20. An apparatus of video compression achieving high efficiency with low requirements of the image buffer density, I/O bandwidth and power consumption, comprising

an image sensor capturing the light and digitizing the pixel data;

a first block based image compression unit to reduce the data rate of the digitized image pixels and to save into the temporary frame buffer;

a referencing frame buffer storing at least one frame of pixels;

a block based decompression, color processing and color-space-conversion unit which recovers and produces pixels with YCrCb format for the operation of still image compression or motion video compression should YCrCb format is determined in compression; and

a second compression engine for reducing the data rate of the captured images directly from the image sensor or from the decompression unit which recovers the image from the temporary image buffer;

21. The apparatus of claim 20, wherein the second compression engine is a motion video compression engine to compress the video sequence frames.

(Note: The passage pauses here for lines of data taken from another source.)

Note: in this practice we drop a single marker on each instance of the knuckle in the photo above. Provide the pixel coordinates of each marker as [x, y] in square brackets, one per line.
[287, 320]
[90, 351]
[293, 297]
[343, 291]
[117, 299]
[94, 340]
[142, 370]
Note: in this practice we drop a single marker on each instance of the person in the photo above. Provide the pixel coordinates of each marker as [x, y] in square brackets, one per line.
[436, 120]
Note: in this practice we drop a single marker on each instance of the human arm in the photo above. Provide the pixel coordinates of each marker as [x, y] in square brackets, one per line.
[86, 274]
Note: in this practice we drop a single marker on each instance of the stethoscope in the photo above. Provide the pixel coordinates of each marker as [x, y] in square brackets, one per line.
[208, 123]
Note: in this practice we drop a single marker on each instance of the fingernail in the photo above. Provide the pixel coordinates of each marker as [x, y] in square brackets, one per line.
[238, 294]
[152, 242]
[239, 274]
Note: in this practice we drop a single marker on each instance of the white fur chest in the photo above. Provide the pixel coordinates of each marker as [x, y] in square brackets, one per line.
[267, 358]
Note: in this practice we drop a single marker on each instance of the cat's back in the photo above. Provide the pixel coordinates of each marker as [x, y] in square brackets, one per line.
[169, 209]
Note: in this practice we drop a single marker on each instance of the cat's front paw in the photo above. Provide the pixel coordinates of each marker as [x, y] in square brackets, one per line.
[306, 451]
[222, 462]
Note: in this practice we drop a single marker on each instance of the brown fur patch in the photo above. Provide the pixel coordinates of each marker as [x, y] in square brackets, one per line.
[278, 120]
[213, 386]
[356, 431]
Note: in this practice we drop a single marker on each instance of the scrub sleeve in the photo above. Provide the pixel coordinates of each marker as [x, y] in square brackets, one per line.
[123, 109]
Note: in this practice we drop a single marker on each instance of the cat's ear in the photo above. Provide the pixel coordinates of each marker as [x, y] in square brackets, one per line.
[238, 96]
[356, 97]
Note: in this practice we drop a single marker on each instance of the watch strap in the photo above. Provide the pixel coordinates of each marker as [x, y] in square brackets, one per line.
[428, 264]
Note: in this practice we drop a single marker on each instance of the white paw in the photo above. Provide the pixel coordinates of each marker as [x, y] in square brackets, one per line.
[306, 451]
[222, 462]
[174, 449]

22. The apparatus of claim 20, wherein the second compression engine is a still image compression engine to compress the captured image in the image sensor.

23. The apparatus of claim 20, wherein the referencing frame buffer stores at least one previous frame is made of on-chip SRAM or off-chip DRAM.

24. The apparatus of claim 20, wherein the decompression unit recovers the pixel data of the searching range within the referencing frame and saves into the searching range buffer for the best matching calculation in the motion estimation.

25. The apparatus of claim 20, wherein the engine with block based decompression, color processing and a color-space conversion operates for recovering raw pixel data, color processing of each pixel and converting the RGB to YCrCb format to fit the resolution and pixel format if YCrCb format is predetermined for the still image or motion video compression.

26. The apparatus of claim 20, wherein if the user decides to select the output with image format of one color per pixel, the block based color processing unit is bypassed and the still image or motion video compression engine directly receives the digitized raw pixel data and compresses them with the format of one color component per pixel.

27. The apparatus of claim 20, wherein the motion estimator searches for the best matching by calculating the SAD or MAD values of the digitized image data with one color component per pixel.

28. The apparatus of claim 20, wherein a DSP engine is integrated with the image sensor on the same semiconductor die to function as the compression and decompression engine as well as the color processing and color-space conversion functions.

29. The apparatus of claim 20, wherein a CPU is integrated with the image sensor on the same semiconductor die to controller the data flow of the whole system of the video compression, decompression and display.